For continuous adaptation the resources are monitored and the adaptation process is initiated as the resource conditions change. The input for continuous adaptation is a running application relying on frequently and strongly changing resources and classes of resource or Quality of Service (QoS-) parameters. The result of the continuous adaptation is typically the modification of parameters steering the resource usage, data processing or data presentation.
In [STW92] environment dependent parameters are managed by dynamic environment servers. Clients can subscribe at a server, if they are interested in the parameters managed by the server. If a parameter value changes the server notifies all clients which have subscribed to that parameter. The clients are also able to retrieve the current parameter value.
Further scenarios of continuous adaptation can be found in [Nob00,ADOB98] where a small personal digital assistant (PDA) serves as portable, electronic guide through museums or cities by delivering appropriately tailored multimedia information about touristic attractions. Web content transcoding also involves many related use cases. What is typical here is that it is not the application itself that undergoes structural change to alter its behavior (emit different content in these cases), but that parameter adjustment lead to the desired effect. Hence change primarily effects data, not procedural code.

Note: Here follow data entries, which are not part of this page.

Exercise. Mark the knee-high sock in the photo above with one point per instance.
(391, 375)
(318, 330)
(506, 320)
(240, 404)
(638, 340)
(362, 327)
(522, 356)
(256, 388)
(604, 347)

Although we are looking at ways to change and rearrange code, there is common ground between continuous adaptation and dynamic adaptation in the requirement for the recognition of the present and local state of the environment (context awareness), because this is what determines the appropriate form and extent of adaptation. Since information retrieval from the environment is often based on user-related sensors (e.g. active badges) and not on the execution environment of code, we have to refine context awareness for our cause.